Moi aussi je le suis, mais en moi sommeille aussi une vraie combattante.

Ainsi j'ai eu une idée de génie. Un poil malveillante, certes, mais très originale.

Après l'épreuve de cyclisme, Lexa et Raven ont vidé entièrement leurs gourdes. J'ai attendu que leur soif soit étanchée pour leur envoyer la mignonne petite Lily, avec une enveloppe qui leur était destinée.

Sa curiosité piquée à vif, Raven l'a prise et l'a ouverte. Son visage a pâli lorsqu'elle a découvert mon ''cadeau''. Le visage de Lexa a fait de même lorsqu'elle a regardé au dessus de l'épaule de Raven. Cette dernière a lâché la photo et s'est précipité en direction des toilettes.

Je riais devant la réussite qu'était mon plan. Qu'est ce qu'il y avait sur la photo ? Moi occupée de faire des choses infâmes à leurs gourdes. C'est à dire occupée de les tremper dans la cuvette de la toilette la plus crasseuse du camp.

Et ce ne fut pas une mince affaire. J'ai dû convaincre Indra, la cuisinière, de me laisser prendre les gourdes pour les ramener plus tard. J'ai dû la soudoyer en lui promettant de faire la vaisselle du soir et dieu sait que j'ai horreur de ça.

Mais ça valait la peine ! Le regard de Lexa était meurtrier jusqu'à ce qu'elle soit prise d'un violent haut le cœur. C'était vraiment trop bon de la voir se précipiter à la suite de Raven.

Mais maintenant j'ai peur. En grande partie car son lit est à 3 mètres du mien et que je sais qu'elle n'aura aucun scrupule à m'attaquer pendant la nuit.

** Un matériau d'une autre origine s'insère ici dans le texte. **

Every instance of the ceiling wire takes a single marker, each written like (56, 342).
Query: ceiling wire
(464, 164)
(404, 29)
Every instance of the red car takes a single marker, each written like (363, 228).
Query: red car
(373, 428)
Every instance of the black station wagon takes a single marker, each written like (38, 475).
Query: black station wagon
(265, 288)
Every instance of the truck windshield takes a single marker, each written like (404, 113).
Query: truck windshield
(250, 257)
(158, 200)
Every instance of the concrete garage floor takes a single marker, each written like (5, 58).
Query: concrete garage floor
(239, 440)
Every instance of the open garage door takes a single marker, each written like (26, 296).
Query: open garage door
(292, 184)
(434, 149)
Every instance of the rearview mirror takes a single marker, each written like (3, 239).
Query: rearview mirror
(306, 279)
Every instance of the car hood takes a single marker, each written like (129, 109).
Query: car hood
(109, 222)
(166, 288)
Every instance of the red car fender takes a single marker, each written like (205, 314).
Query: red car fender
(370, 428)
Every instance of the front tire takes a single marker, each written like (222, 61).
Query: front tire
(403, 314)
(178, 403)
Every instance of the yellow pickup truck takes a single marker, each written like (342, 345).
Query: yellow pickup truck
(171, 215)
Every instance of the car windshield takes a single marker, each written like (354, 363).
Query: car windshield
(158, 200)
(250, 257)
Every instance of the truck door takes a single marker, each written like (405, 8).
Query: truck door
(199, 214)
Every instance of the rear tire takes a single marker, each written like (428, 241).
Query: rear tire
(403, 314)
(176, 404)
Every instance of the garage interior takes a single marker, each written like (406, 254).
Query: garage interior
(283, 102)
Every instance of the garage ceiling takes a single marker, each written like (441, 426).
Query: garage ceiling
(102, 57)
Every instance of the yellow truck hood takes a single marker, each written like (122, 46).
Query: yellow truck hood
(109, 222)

J'ai passé tout le reste de la journée à sursauter et à raser les murs dès que je me retrouvais seule. Le souper fut un cauchemar, je n'ai pas osé avaler un seul bout de peur qu'elle ait empoisonné mon plat et apparemment ça lui donnait un malin plaisir.

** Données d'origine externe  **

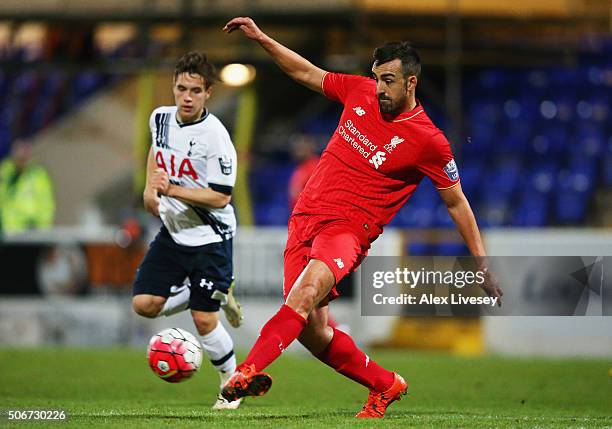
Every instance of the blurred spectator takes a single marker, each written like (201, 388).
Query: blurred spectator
(304, 151)
(26, 192)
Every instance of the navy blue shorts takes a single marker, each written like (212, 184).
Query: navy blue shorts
(167, 264)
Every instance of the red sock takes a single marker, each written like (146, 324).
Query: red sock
(343, 355)
(276, 335)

Donc ce soir, après ma vaisselle d'une heure, je me rends aux douches en collant mon dos aux murs de peur de la croiser. J'ai vraiment un mauvais pressentiment lorsque j'attache ma serviette au crochet et ouvre le robinet. Je finis de rincer mes cheveux et passe ma main au-delà du rideau pour attraper ma serviette. Je touche un tissus qui ne ressemble pas à un essuie de bain. Je tire dessus et me rends compte avec effroi que c'est en réalité un t-shirt... portée par Lexa.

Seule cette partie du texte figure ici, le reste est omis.